1. Preparations before beginning the experiment
2. Cell harvest
3. Cell lysis
4. Tn5 tagmentation
5. DNA purification
NOTE: Purification is required before amplification. DNA purification is done using the MinElute PCR purification kit (Table of Materials).
6. PCR amplification
NOTE: PCR amplification of transposed (tagmented) DNAs is necessary for sequencing. Nextera kit adapters (Table of Materials) were used in this example. The primers used in this study are listed in Table 1.
7. Beads purification
NOTE: Here, AMPure XP (Table of Materials) beads were used.
8. DNA concentration and quality check
9. Sequencing
10. Data analysis
To obtain successful and high-quality ATAC-seq data, it is important to optimize the experimental conditions. ATAC-seq library preparation can be separated into the five major steps (Figure 1), namely cell lysis, tagmentation (fragmentation and adapter insertion by Tn5), genomic DNA purification, PCR amplification, and data analysis. As an initial process, the cell lysis (nuclear isolation) buffer must be first optimized for each cell type. Either the hypotonic buffer described in the original ATAC-seq paper8 or the CSK buffer12,13 was used to lyse breast cancer cells. Trypan blue staining can be used to confirm nuclei isolation18. For ATAC-seq library preparation in human cancer cell lines such as MDA-MB-231, T47D, MCF7, and A375 cells, CSK buffer has been used by multiple groups12,13,19,20. CSK buffer was also used for ATAC-seq library preparation in other cell types such as embryonic stem cells21,22 and Drosophila S2 cells23. For the lysis buffer optimization, Trypan blue staining is useful to assess the cell lysis efficiency. When NMuMG, non-cancerous mouse mammary gland epithelial cells, were treated with the hypotonic buffer8 (see step 1) and CSK buffer, higher cell lysis efficiency was observed in CSK-treated cells (Figure 2).
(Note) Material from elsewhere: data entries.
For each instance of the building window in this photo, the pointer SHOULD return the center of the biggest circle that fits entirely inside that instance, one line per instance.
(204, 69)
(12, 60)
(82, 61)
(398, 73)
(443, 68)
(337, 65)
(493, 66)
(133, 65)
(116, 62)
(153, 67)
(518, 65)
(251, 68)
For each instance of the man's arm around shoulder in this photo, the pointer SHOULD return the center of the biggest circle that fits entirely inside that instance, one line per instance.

For frozen tissues, Omni-ATAC has been shown to improve ATAC-seq signals24. In the Omni-ATAC, a buffer containing 0.1% NP40, 0.1% Tween-20, and 0.01% Digitonin is used for cell lysis. Although the Digitonin-based buffer is known to decrease the fraction of mitochondrial DNA, the signal-to-noise ratios and TSS read counts from ATAC-seq with CSK buffer were shown to be better than those from Omni-ATAC in breast cancer cells12. Therefore, the rest of this manuscript is mainly focused on the results from ATAC-seq data with CSK buffer.
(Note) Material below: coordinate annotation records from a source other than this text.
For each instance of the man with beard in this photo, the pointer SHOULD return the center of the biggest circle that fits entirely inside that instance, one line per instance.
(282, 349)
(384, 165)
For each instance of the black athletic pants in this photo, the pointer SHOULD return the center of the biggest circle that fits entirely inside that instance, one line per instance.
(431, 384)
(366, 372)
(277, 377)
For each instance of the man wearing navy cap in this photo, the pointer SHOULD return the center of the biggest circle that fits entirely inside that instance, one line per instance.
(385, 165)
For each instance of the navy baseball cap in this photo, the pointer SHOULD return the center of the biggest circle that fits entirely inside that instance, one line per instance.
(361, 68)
Following the determination of the best cell lysis buffer (nuclear isolation) conditions, it is important to optimize the ratios between input cell number and Tn5 transposase concentration12,25. Typically, the Tn5 concentration can be titrated by varying the volume of Tn5 from 1.25 µL, 2.5 µL, to 5 µL in a total volume of 25 µL reaction mixture. Alternatively, input cell numbers can be changed (e.g., from 10,000 to 100,000), while maintaining the Tn5 enzyme unchanged at 2.5 µL to optimize the Tn5 tagmentation reaction. To evaluate the quality of ATAC-seq libraries and the efficiency of Tn5-induced chromatin digestion, the library PCR products can be analyzed by agarose gel electrophoresis. Figure 3 shows examples of successful ATAC-seq libraries. Typically, PCR amplification of 8 or 9 cycles (total PCR cycles including initial PCR) results in 3-6 ng/µL ATAC-seq library concentration. As Tn5 preferentially "attacks" nucleosome-free regions at open chromatin (Figure 1), the nucleosome ladders should be obvious on the gel image (Figure 3). Ethidium bromide or SYBR Gold can be used to detect amplified DNAs on the agarose gel.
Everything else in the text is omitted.